The community praised the popular program, calling it innovative and creative. Rosebush admits it was a big success.
“Patient satisfaction was exceptional; staff morale, knowing they were making a great contribution to health care and to their patients was very, very high,” Rosebush told the local media. “We always had good feedback from our referral sources and the CCAC, even from the LHIN, on the quality of the program.”
The program likely to replace the unit is CCAC’s “Home First.” This is not a program to help patients get home, it is a program delivered at home. Yet the professionals normally associated with restorative care are often much more difficult to recruit into the community sector, raising questions about how sustainable the alternative will really be? CCACs have been telling government for the last few years that demand is outstripping funding and capacity, raising the question whether the promise is really just a smokescreen to get SGBHC out of a difficult position with its community?
Physiotherapy Canada noted in 2012 “funding for home care has not kept up with the increased need for service, thanks to deficit-cutting policy reforms around de-institutionalization and hospital restructuring.”
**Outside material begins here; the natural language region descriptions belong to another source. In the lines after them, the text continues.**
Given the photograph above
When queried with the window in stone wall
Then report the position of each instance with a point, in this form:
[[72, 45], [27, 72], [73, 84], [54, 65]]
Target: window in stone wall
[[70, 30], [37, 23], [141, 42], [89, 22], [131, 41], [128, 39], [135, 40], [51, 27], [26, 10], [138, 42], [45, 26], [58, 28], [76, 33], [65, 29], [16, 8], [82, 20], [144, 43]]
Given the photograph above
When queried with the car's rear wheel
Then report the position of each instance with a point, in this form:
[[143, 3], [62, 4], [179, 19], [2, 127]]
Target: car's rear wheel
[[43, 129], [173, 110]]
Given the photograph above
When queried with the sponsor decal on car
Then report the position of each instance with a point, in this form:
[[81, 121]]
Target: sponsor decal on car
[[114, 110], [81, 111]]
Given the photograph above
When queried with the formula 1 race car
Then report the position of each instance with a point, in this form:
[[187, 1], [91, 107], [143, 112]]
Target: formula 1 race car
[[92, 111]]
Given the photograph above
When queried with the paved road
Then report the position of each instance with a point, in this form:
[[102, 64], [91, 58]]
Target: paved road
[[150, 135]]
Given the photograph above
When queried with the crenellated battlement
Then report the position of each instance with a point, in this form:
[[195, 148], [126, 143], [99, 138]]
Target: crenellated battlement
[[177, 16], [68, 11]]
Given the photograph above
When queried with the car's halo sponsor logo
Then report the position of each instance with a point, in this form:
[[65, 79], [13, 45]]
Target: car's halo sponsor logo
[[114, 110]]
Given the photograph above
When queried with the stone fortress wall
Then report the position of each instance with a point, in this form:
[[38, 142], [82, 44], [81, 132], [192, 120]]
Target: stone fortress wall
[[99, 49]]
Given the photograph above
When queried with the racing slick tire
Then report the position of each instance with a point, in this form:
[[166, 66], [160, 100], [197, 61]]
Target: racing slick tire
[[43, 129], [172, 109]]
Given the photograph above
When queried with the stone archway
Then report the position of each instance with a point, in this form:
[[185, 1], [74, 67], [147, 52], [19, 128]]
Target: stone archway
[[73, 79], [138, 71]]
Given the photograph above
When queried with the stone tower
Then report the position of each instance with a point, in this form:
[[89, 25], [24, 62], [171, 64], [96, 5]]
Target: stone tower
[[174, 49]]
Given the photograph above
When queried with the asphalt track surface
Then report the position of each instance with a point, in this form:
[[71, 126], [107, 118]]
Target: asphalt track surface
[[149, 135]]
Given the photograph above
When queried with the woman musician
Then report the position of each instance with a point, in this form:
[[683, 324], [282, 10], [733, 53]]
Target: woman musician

What we do know is the South West LHIN gave SGBHC the money to start the program, but never gave it sustaining funding. That meant the unit was being funded out of a shrinking global hospital budget. With three years of a base funding freeze, this decision should really be called “Dollars First.”
Now residents in Grey County are trading in a sure thing for an alternative with a lot of questions attached to it.
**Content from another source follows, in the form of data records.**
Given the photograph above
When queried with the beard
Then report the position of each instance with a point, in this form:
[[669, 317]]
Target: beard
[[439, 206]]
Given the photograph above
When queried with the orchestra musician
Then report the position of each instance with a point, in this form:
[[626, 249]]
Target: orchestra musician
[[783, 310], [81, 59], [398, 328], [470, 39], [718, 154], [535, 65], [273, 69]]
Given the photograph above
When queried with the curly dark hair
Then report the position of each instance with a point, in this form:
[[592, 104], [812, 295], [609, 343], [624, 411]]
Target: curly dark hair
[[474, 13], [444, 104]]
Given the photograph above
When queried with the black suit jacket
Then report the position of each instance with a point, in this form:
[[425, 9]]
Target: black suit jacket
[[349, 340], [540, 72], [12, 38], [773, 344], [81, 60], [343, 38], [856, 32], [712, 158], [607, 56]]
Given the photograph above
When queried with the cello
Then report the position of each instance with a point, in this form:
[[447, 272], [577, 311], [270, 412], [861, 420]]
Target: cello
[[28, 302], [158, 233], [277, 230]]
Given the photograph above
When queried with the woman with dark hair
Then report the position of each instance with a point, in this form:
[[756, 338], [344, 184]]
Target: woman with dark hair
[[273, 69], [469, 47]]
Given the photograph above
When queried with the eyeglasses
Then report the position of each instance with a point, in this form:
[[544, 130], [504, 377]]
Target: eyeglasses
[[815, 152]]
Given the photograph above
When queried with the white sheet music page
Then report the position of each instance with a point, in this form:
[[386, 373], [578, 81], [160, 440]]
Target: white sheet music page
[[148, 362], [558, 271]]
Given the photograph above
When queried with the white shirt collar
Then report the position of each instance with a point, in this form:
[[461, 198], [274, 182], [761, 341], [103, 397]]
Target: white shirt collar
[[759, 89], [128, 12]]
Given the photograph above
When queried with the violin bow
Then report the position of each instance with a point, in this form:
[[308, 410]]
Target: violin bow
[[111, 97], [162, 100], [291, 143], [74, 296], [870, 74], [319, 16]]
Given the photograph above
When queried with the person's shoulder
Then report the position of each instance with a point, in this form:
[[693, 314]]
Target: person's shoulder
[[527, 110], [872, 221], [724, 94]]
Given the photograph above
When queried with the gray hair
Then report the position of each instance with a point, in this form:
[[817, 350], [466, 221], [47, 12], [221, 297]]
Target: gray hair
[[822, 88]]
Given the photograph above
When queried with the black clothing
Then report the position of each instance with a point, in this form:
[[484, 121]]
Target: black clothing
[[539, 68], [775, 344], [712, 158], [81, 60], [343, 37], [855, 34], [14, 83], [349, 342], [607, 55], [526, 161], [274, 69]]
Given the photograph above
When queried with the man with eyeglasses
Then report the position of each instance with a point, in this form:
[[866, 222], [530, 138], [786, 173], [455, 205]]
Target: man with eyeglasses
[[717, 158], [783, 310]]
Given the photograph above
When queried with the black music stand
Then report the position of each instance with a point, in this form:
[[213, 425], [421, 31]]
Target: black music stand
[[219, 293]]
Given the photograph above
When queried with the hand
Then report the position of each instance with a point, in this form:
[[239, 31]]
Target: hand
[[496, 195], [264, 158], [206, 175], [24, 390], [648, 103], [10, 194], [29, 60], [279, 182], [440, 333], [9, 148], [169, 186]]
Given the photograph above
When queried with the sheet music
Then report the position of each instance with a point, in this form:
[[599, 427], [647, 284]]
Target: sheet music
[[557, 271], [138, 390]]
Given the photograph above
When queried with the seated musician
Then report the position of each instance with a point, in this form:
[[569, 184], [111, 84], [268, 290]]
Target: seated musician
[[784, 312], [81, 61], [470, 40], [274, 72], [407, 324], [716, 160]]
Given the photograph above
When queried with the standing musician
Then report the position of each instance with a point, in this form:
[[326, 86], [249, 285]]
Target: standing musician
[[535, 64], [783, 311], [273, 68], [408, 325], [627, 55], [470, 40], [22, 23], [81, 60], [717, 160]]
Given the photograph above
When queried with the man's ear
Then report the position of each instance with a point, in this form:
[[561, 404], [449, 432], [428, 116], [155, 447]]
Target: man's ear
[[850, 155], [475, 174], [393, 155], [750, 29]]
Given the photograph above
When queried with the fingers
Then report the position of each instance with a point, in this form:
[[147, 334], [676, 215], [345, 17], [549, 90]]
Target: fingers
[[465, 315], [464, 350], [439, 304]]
The irony is all of this is taking place against the backdrop of a virtual construction spree for new hospitals – one the Auditor General of Ontario fingered earlier this week for extraordinary high costs due to use of public-private partnerships.
It’s time we had some honesty about these cuts.
Cuts to hospitals are not being matched by corresponding increases to service in the community.
Cuts to hospitals are impacting services that have little to do with home and community care.
Cuts to hospitals are destroying morale, making efficient operation of these hospitals all the more difficult.
With fewer staff to provide direct hands on care, these cuts represent longer waits and even more limited access for patients.
These cuts are also likely driving skilled professionals elsewhere, especially younger workers who have fewer ties to keep them in the province.
Finally we know that any cuts to health care inevitably lead to much higher costs down the road. The spike in costs in the 2000s have everything to do with austerity in the 1990s.
This week’s report by Ontario’s Auditor General made clear that the government was more than willing to take their chances on a dubious form of privatized development of public infrastructure. Bonnie Lysyk made clear that combining more rigorous public contracts with the traditional public procurement model could have saved the Ontario government as much as $8 billion. Given the hardship both patients and health care workers are experiencing as a result of this next wave of hospital cuts, this is going to stink for some time.